De nombreux personnages interviennent au cours du roman auprès de Victorine – Marie Delecourt, Anne de Villeprieux, Émile Damberville, Hippolyte Carpentier, Louise la lingère, le commissaire Claude, Victor Maillet dit "Le Requin", etc. – et celle-ci semble confrontée à de tels dangers, d'autant plus grands qu'on n'en connaît pas la cause, que l'on en devient suspicieux et l'on se demande sans arrêt si tel ou tel individu a de bonnes ou de mauvaises intentions à l'égard de Victorine. Ces questionnements sont d'autant plus systématiques que les personnages entourant Victorine ne sont pas suffisamment décrits. L'accent est vraiment mis sur l'héroïne et les autres personnages font un peu pâle figure à ses côtés. Par exemple, je n'ai trouvé aucune description physique ou psychologique d'Hippolyte Carpentier et j'ai bien eu du mal au départ à savoir s'il s'agissait d'un jeune homme ou d'un homme d'âge mûr.

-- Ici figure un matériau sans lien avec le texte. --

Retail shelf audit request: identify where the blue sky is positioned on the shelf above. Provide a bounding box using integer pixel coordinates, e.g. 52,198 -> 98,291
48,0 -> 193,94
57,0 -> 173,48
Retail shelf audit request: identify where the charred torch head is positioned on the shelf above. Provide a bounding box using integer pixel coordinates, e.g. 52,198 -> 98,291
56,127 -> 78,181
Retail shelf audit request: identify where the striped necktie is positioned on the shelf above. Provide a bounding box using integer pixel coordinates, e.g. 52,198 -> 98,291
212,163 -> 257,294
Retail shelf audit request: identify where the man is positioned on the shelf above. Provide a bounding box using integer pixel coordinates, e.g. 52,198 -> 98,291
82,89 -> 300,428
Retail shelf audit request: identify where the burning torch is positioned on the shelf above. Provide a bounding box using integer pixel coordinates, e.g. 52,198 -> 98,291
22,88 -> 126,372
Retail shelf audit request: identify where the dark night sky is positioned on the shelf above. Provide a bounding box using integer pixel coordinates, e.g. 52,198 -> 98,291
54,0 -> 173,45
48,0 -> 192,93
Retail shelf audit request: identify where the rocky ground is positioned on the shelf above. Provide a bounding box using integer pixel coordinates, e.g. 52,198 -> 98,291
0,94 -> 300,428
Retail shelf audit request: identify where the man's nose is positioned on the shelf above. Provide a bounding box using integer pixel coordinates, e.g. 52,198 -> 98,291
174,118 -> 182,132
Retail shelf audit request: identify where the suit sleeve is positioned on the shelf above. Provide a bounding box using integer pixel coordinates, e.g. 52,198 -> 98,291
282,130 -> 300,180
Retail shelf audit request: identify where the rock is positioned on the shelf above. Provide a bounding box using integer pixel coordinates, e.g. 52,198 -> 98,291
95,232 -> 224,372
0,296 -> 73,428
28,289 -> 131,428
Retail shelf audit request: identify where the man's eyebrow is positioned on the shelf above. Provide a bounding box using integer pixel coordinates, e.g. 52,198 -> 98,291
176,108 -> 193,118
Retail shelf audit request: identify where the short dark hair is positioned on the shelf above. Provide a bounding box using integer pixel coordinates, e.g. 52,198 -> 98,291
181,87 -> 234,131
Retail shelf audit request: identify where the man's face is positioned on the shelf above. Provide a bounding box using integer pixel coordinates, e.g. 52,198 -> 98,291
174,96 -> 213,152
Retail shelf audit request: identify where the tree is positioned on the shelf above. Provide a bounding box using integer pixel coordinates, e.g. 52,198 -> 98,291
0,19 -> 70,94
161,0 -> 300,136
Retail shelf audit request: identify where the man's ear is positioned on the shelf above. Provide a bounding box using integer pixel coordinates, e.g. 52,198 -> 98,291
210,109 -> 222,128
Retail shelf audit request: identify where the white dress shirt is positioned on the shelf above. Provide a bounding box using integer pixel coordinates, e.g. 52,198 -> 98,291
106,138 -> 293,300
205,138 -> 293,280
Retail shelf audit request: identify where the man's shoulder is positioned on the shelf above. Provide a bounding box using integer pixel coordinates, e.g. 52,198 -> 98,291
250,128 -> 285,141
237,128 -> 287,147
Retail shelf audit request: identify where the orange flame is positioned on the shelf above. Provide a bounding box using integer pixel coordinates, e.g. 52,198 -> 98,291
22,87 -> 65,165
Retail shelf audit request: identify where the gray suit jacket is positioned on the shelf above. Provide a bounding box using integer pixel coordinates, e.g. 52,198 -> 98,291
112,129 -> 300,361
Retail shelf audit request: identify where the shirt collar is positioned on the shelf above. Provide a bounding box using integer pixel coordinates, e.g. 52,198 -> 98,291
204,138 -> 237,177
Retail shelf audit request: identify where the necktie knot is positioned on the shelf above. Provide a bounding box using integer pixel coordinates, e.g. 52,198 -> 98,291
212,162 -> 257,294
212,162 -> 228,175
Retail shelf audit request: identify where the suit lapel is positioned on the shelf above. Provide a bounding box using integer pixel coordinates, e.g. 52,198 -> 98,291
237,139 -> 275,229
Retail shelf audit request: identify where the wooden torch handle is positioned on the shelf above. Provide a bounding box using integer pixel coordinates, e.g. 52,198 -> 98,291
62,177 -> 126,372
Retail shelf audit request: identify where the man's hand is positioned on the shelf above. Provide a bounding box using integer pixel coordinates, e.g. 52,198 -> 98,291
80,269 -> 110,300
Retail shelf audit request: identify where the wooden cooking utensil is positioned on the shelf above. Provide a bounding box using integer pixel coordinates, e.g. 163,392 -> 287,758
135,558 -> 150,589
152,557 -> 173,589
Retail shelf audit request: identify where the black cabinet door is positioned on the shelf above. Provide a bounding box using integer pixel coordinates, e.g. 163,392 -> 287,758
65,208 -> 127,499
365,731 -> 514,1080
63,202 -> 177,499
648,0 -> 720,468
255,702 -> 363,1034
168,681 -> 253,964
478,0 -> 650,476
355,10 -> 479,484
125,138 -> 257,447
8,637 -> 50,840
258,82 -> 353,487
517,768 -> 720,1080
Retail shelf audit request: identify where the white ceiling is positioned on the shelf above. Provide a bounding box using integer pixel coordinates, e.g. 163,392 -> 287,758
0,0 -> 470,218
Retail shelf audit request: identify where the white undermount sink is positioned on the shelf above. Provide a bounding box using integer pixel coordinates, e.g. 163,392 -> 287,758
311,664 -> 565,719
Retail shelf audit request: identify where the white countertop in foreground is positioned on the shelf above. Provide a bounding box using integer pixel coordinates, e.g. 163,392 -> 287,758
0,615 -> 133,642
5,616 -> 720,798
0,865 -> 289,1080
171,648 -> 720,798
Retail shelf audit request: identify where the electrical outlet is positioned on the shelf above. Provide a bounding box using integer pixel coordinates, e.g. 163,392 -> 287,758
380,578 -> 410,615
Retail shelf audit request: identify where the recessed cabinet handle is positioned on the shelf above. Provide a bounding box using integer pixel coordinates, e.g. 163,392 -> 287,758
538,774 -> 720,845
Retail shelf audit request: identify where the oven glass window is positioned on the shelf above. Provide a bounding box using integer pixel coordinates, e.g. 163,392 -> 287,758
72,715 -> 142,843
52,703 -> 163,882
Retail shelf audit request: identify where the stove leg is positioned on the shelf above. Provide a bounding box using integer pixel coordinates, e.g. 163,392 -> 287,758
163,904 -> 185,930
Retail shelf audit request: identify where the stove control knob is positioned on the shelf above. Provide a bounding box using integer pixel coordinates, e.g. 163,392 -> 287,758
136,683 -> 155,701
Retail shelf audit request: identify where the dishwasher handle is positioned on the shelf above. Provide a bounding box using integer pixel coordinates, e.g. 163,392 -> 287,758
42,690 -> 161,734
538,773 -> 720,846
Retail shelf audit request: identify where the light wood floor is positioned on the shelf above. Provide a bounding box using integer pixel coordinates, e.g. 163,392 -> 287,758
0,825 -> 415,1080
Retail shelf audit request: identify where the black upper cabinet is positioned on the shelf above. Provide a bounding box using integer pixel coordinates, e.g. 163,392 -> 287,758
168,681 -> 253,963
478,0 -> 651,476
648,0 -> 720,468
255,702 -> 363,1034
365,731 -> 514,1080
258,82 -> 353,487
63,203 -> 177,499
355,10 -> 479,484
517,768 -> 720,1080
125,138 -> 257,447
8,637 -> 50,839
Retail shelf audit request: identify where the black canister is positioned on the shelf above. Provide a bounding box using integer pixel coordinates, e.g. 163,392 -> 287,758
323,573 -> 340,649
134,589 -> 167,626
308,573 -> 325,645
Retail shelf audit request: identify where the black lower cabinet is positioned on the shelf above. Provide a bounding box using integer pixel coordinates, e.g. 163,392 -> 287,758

Bref, on a peur en permanence pour Victorine, qui semble assez fragile et naïve au premier abord, mais malgré les recommandations du commissaire Claude, elle n'hésite pas à prendre de grands risques pour découvrir la vérité. De femme en deuil, cloîtrée dans son domaine berrichon et marquée par une existence triste, la voilà totalement métamorphosée, comme si elle avait reçu un électrochoc ! Même si le doute et la peur ne la quittent jamais – ce qui en fait une héroïne attachante et très réaliste –, elle n'hésite pas à affronter ses peurs et à faire preuve de courage allant même jusqu'à voyager seule en malle-poste entre le Berry et le Puy-en-Velay, en passant par Paris, ce qui est exceptionnel au XIXe siècle ! Et ce n'est pas peu dire : en effet, le XIXe siècle n'a guère été favorable aux femmes – si tant est qu'il y ait eu une époque propice aux femmes dans toute l'histoire de France –, la femme avait alors peu de liberté, puisqu'elle était sous la coupe de son père, puis de son mari. Seule une femme veuve pouvait se permettre de voyager ainsi, mais en prenant des risques.
Arrivée au terme de cette lecture, j'étais triste de quitter Victorine, mais la dernière phrase du roman, "– Ne ferais-je pas un bon policier ?" me laisse augurer du meilleur pour la suite !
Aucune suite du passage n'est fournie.